Preserving Books for Future Generations
With 25% of academic journals known to be at risk, and academic books at even more risk, it is essential for libraries and archives to engage book publishers and authors in digital preservation. A cross-organizational working group convened by CLOCKSS in 2023 did just this.
CLOCKSS was well-placed to convene this work:
- CLOCKSS is a digital archive developed by and for the publishing industry in partnership with libraries. Founding publishers include the American Medical Association, the American Physiological Society, Elsevier, Oxford University Press, the Society for Industrial and Applied Mathematics, Springer Nature, Taylor & Francis, Wiley, and Wolters Kluwer.
- CLOCKSS is a harmonious community where libraries and publishers work together on developing digital preservation systems and outputs, rather than it happening only through exceptions and regulation.
- CLOCKSS is a financially secure, independent non-profit 501(c)(3) organization operating globally with participating publishers from 62 countries.
- CLOCKSS has an active and engaged board made up of accomplished librarians and publishers.
- CLOCKSS has earned the highest certification score ever awarded to a digital preservation service by the Center for Research Libraries. We preserve books, journals and related materials including datasets, images, metadata, software, video and more.
- Operating as a dark archive, CLOCKSS diligently adheres to copyright laws through agreements with rights owners and is committed to open access, open infrastructure, and opensource software. It is therefore trusted by publishers of all shapes and sizes.
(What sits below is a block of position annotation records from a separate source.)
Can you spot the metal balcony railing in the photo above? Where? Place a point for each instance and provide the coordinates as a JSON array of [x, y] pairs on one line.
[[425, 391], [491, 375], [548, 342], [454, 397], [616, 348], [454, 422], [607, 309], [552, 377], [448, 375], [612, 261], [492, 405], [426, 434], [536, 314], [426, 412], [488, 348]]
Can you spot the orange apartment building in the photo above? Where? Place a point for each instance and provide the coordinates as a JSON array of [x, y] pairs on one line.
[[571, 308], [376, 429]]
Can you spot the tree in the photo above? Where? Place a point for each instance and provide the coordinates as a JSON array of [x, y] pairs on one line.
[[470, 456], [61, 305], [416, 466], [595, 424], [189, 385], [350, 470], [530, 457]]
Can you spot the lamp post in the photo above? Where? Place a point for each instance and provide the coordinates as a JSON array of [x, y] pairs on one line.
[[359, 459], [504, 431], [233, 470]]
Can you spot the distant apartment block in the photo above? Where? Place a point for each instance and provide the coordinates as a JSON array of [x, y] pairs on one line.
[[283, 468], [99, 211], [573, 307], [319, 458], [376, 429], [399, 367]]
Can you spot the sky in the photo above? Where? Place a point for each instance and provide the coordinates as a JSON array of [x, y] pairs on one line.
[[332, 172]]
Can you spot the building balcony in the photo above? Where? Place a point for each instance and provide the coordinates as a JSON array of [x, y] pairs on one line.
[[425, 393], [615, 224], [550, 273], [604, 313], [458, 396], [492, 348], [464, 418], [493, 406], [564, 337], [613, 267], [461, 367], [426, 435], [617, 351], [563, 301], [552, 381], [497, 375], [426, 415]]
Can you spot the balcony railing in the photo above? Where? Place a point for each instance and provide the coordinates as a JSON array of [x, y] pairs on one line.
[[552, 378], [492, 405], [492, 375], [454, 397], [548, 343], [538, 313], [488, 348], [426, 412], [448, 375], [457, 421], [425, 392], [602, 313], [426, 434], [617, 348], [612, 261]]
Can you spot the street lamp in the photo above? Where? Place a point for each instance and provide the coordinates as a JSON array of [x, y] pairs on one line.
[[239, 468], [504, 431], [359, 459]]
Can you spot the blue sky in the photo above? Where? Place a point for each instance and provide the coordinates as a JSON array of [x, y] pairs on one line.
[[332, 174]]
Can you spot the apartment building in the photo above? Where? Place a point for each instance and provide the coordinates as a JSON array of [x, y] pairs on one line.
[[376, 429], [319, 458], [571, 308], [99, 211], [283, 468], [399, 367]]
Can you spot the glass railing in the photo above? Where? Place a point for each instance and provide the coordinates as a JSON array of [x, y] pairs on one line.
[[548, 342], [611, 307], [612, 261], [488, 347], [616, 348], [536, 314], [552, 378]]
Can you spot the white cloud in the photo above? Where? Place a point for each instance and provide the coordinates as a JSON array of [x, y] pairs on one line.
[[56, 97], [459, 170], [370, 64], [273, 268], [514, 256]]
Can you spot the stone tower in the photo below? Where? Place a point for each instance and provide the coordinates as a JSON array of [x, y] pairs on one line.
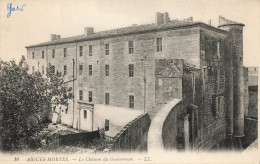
[[234, 81]]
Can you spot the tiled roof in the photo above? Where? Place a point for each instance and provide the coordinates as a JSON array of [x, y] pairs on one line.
[[174, 24]]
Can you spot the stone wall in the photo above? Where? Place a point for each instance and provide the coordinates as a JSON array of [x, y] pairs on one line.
[[253, 101], [170, 129], [176, 44], [251, 131], [163, 131], [210, 84], [133, 137]]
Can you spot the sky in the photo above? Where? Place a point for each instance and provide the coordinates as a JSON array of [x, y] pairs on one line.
[[40, 18]]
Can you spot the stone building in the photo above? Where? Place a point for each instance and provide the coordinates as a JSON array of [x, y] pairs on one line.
[[142, 66]]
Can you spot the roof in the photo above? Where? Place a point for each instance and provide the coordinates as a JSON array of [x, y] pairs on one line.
[[226, 22], [172, 25]]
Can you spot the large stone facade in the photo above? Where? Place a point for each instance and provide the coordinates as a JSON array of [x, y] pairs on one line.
[[205, 86]]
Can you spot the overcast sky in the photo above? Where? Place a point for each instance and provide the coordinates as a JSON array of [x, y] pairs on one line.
[[41, 18]]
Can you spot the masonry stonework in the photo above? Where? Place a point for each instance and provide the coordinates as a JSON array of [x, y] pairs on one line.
[[204, 64]]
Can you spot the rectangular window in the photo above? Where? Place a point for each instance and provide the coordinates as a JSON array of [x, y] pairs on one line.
[[107, 70], [65, 52], [131, 70], [81, 51], [42, 54], [80, 69], [107, 49], [80, 95], [90, 96], [106, 125], [90, 70], [53, 53], [159, 44], [107, 98], [42, 69], [90, 50], [85, 114], [131, 47], [131, 101], [65, 70]]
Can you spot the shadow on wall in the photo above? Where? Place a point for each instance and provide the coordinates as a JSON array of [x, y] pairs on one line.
[[133, 137], [163, 131]]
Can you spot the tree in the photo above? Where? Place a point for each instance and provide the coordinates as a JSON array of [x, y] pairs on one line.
[[23, 96]]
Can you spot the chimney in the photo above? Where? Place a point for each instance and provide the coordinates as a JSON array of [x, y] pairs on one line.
[[159, 18], [166, 18], [89, 31], [54, 37]]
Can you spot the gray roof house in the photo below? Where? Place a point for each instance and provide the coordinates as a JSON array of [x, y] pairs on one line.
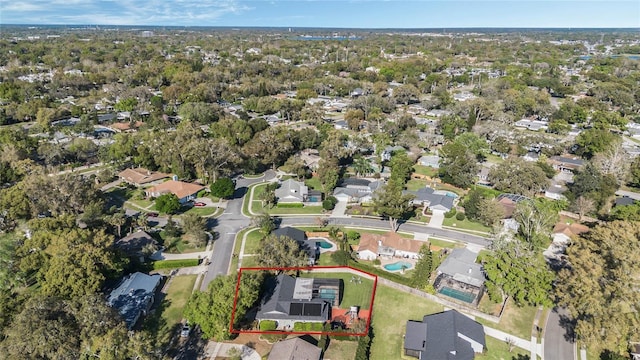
[[288, 300], [134, 296], [294, 349], [433, 199], [448, 335], [291, 191]]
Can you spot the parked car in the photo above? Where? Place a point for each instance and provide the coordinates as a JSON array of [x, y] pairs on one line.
[[185, 330]]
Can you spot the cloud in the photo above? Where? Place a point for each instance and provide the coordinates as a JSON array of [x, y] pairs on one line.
[[121, 12]]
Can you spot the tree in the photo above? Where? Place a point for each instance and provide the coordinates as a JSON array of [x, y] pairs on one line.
[[223, 188], [168, 203], [599, 288], [424, 266], [520, 273], [390, 203], [458, 165], [518, 176], [212, 309], [264, 222], [281, 251]]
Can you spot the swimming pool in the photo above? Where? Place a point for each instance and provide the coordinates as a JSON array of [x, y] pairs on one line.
[[398, 266], [457, 294]]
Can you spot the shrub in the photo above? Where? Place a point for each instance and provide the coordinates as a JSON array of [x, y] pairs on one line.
[[172, 264], [449, 214], [290, 205], [268, 325]]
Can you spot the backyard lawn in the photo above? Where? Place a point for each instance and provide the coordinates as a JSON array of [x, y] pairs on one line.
[[355, 294], [168, 315], [465, 224], [391, 310]]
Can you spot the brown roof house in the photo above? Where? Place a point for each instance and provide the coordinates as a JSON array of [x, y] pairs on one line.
[[390, 244], [294, 349], [183, 190], [141, 176]]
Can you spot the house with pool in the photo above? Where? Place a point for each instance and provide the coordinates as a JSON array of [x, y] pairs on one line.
[[459, 277], [388, 246], [288, 300]]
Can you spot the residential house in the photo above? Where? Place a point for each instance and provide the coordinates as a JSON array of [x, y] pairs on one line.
[[566, 163], [354, 190], [448, 335], [434, 200], [288, 300], [183, 190], [309, 246], [141, 176], [533, 125], [387, 245], [134, 296], [137, 244], [460, 277], [294, 349], [292, 191], [430, 160]]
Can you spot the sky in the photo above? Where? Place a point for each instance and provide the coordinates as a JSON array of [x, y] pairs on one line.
[[328, 13]]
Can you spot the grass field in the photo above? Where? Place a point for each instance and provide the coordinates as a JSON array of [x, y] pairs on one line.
[[354, 294], [391, 310], [465, 224], [168, 315]]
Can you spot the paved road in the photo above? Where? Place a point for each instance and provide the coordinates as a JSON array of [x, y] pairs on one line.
[[227, 226], [557, 344], [383, 224]]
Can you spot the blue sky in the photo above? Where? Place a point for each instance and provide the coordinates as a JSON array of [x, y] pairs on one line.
[[327, 13]]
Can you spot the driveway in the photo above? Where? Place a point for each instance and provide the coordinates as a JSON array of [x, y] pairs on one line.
[[558, 345], [436, 219]]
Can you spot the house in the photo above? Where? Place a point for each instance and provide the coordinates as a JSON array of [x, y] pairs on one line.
[[310, 247], [460, 277], [136, 244], [430, 160], [388, 245], [142, 176], [311, 158], [448, 335], [288, 300], [292, 191], [566, 163], [353, 190], [134, 296], [183, 190], [294, 349], [435, 200]]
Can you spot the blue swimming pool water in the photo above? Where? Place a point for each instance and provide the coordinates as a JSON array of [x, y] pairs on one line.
[[398, 266]]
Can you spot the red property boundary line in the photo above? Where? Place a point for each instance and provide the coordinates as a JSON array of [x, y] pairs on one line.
[[310, 269]]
The working group produced a guide on digital preservation and launched an education campaign within and through key publishing trade associations. The leaders of each association were invited to become digital preservation champions and were provided with customized text and literature to send to members and designed to explain, in terms that resonate with publishers, what digital preservation is and why it is important.
The group also prepared an ISO draft standard for the preservation of digital books in EPUB format.
The group is now working together to deliver a proof-of-concept project by which publishers, digital archives, and libraries can use ONIX metadata to track what has been published and what is preserved. This is modeled after the KEEPERS Registry for journal archiving.
This work has demonstrated that working closely with stakeholders involved in the creation of digital resources is a really powerful way to build understanding and trust, to identify specific actionable barriers to digital preservation, to scope initiatives to overcome these barriers in a targeted manner, and to drive awareness and action.